Gene therapy is the latest high-cost challenge facing health plans and reinsurers alike. The need to understand issues associated with treatments, medical management, network management, and contracting will evolve and persist.
Take, for example, when organ transplantation networks first came on the scene. The high costs and intricacies of contracting for transplant services was confusing, but transplant networks met the need for a straightforward, cost-effective solution. In much the same way, the fast-changing landscape of gene therapy brings new challenges for the insurance industry. These therapies are high-cost, complex treatments that require specialized management and contracting. Costs for each treatment currently can range from $900,000 to $3.5 million. Also, it is important to recognize that few health plans have experience managing the rare conditions that gene therapy often treats.
Currently, there are five FDA-approved gene therapies. Luxturna® for the treatment of retinal dystrophy was the first approved gene therapy in December 2017. The newest gene therapy, as of November 2022 is Hemgenix®, for the treatment of hemophilia B. Additionally, the pipeline of gene therapies in clinical trials is overwhelming. Currently, there are nearly 1,000 active clinical trials investigating gene therapies in the United States. Of course, many of these gene therapies will not receive FDA approval, but if even a small percentage of them are approved, the implications could be substantial.

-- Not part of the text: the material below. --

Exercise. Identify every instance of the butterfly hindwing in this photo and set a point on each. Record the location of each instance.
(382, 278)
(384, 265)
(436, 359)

According to Dave McLean, CEO of Emerging Therapy Solutions® (ETS), they expect as many as four to seven new gene therapies to be approved in 2023. Further, McLean points out that this coming new volume of gene therapy treatments:
...can equate to real business risk in the form of unplanned and material per member per month (PMPM) increases with enormous overall financial impact to the health system. Looming decisions by the FDA on therapies for sickle cell anemia and hemophilia A are just two examples of where a new therapy could be approved mid-year and contribute to more than a $0.50 PMPM increase to premiums. Operationally, however, these therapies are too rare and too spread out for payers to build their own network and systems to effectively manage the cost.
To better understand how our healthcare clients are prepared to manage the financial and medical issues related to gene therapy, RGA’s ROSE Consulting Group conducted a client survey. The survey results showed that the majority of clients had little to no exposure to gene therapy claims to date, and some responded that their plans did not offer coverage. This is understandable as currently there are still a limited number of FDA-approved gene therapies, for diagnoses that are relatively rare. However, like the evolution of transplants, as gene therapy becomes more widely utilized, adequate preparation will be beneficial to the member, the health plan, and the plan’s ability to report to their reinsurer for proper disclosure and claim reimbursement.
Key findings from the ROSE survey include network management and financial related issues. Most responding health plans rely on their own networks to provide gene therapy services rather than utilizing a center of excellence network. The survey also identifies who within the health plan is notified of a pending gene therapy case: Finance is notified in 40% of the plans and network management in 20%. Clear communication with key internal stakeholders is a critical piece of effective complex care and case management.